© JUNGE FREIHEIT Verlag GmbH & Co. KG www.jungefreiheit.de 50/23 / 08. Dezember 2023

Kabinenklatsch
Sie haben sich zerrissen
Ronald Berthold

In Deutschland geht nichts mehr ohne Schimpftiraden. Da wird unsere U17 zum ersten Mal Weltmeister, und das ganze Turnier über regen sich Miesepeter über die vielen Spieler mit Migrationshintergrund auf. Dieser Lichtblick im tristen deutschen Nationalmannschaftsalltag war einigen auch wieder nicht recht: zu wenige Biodeutsche!

Tatsächlich standen auch im Endspiel nur vier von ihnen in der Startelf. Aber glaubt im Ernst jemand, die Spieler mit ausländischen Wurzeln bekämen einen Kulturrabatt? Nein, sie gehören zu den Besten ihres Jahrgangs. Der Titel zeigt, daß sie nicht nur in der Bundesrepublik überragend spielen, sondern weltweit. Sie haben sich für die schwarzrotgoldene Fahne zerrissen. Mit absolut deutschen Tugenden, von denen sich die A-Nationalmannschaft eine Scheibe abschneiden könnte, rangen sie ihre Gegner nieder. Diese Kämpfermentalität hat sie zum Pokal geführt – im Finale sogar in Unterzahl.

Die Zusammensetzung des Teams ist ein Spiegel unserer Demographie. Wer das nicht glaubt, sollte seine Kinder und Enkel vielleicht mal zur Schule begleiten.
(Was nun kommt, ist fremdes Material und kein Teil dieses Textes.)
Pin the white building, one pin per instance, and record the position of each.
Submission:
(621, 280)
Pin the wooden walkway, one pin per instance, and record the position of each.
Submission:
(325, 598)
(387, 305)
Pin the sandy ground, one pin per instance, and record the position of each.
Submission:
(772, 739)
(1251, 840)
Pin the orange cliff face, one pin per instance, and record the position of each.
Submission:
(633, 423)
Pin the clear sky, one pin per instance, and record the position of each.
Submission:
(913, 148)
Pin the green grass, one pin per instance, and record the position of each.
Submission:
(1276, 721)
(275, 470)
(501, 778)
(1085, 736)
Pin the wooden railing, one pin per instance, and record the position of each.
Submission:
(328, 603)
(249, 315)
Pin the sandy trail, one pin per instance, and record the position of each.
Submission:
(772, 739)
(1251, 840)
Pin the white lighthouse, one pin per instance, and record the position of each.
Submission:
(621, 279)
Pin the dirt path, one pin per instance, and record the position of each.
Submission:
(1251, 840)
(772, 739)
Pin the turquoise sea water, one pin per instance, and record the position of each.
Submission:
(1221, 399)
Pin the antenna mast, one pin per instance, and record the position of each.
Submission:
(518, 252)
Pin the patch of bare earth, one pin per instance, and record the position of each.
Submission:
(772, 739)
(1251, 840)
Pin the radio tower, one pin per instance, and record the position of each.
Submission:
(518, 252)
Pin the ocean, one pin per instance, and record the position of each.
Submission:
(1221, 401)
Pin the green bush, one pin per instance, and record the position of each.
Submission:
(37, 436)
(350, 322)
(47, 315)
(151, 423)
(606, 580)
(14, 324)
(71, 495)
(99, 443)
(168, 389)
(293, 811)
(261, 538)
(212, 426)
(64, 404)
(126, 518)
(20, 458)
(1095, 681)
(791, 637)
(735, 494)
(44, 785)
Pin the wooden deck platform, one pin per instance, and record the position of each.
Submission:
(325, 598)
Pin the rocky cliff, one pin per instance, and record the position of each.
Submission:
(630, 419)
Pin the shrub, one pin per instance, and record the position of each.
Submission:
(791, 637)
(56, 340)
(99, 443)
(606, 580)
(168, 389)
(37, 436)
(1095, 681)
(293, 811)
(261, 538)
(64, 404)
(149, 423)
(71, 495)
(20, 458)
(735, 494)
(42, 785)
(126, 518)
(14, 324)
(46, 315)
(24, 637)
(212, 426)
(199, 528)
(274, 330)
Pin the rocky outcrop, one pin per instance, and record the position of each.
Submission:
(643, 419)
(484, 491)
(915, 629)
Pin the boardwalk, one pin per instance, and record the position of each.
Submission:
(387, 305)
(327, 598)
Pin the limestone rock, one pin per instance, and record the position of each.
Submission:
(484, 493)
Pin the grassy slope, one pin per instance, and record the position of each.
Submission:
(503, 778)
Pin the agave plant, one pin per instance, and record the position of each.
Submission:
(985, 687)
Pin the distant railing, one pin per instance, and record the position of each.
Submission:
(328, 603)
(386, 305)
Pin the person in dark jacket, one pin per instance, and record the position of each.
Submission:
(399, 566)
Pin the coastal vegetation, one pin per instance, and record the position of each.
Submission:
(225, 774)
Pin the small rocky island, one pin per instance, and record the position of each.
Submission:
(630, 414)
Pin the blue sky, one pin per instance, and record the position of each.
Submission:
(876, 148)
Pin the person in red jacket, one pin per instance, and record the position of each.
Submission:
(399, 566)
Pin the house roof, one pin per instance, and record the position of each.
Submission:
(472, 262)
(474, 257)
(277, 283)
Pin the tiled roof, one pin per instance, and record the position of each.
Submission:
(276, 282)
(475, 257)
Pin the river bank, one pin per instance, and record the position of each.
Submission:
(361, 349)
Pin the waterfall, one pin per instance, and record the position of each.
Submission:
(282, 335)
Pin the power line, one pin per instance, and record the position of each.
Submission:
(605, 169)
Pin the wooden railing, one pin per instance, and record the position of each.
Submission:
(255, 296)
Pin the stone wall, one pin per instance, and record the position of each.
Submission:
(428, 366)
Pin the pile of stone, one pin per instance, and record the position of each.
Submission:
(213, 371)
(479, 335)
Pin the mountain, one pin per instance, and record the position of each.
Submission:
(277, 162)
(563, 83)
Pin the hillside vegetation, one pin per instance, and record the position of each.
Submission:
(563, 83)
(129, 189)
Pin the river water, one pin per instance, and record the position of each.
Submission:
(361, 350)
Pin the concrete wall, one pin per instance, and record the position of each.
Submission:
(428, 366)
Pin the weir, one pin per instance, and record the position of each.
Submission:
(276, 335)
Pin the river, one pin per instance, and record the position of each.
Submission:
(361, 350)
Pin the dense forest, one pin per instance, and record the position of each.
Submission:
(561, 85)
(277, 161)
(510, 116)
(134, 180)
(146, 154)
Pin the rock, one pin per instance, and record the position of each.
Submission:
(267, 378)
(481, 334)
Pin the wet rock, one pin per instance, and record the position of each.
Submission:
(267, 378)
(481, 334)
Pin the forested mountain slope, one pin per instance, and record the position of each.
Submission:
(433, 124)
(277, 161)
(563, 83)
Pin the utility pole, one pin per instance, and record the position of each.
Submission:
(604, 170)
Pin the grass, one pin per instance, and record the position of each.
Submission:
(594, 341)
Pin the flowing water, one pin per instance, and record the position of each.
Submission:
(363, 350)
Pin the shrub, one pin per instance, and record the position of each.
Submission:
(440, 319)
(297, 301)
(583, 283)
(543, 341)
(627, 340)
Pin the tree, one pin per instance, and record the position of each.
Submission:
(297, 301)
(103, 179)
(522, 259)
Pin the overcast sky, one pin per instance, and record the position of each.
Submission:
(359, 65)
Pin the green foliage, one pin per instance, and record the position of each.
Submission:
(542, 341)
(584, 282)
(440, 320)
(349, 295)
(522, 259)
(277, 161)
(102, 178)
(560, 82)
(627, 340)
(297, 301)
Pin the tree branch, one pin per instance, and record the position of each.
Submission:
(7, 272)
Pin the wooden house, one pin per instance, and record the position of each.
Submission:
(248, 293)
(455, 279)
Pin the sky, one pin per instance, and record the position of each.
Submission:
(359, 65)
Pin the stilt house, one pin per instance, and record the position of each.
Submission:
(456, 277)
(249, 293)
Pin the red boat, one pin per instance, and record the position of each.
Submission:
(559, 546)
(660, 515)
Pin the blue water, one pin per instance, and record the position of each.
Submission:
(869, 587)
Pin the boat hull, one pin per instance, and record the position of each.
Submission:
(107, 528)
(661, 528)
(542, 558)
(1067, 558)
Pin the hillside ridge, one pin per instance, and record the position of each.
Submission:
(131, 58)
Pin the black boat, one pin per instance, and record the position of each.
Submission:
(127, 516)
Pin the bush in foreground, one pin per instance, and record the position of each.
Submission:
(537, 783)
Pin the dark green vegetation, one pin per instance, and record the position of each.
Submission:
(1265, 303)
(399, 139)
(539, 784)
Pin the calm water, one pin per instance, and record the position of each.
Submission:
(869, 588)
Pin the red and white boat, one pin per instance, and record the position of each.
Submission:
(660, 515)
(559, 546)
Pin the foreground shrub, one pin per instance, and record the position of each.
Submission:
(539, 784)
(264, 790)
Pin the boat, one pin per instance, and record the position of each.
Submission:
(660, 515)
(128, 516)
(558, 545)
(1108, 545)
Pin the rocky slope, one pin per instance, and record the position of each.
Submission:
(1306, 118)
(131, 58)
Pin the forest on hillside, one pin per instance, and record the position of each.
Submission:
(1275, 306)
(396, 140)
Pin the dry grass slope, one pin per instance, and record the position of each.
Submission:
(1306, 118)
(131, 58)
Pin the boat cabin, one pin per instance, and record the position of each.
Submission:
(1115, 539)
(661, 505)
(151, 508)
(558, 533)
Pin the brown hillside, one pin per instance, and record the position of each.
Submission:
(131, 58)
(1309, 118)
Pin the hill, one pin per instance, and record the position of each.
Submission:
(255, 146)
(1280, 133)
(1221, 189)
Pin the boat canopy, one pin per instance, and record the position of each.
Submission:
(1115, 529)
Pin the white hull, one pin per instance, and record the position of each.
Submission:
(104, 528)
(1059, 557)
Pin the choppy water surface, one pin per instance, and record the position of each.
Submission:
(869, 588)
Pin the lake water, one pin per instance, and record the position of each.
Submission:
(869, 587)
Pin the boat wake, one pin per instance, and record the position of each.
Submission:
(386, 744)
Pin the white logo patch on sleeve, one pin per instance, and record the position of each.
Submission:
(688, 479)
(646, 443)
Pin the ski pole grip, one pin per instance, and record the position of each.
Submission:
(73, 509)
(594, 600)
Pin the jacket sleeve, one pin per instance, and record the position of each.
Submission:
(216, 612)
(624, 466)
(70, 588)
In dieser Generation sind die Biodeutschen in den Städten in der Minderzahl. Das muß keinem gefallen, mir auch nicht. Wenn sich dann aber elf Jungs, von wo ihre Eltern auch immer herkommen mögen, als großartiges Team gemeinsam für den Erfolg zerreißen, ist es doch genau das, was wir so oft nicht erleben: gelungene Integration. Der Shitstorm gegen einen Teil des Teams ist zudem kontraproduktiv. Ein Teenager aus der Weltmeister-Elf könnte sich sagen: Ich kann machen, was ich will, die mögen mich nicht – egal, was ich leiste. Und da müßte ich ihm leider recht geben.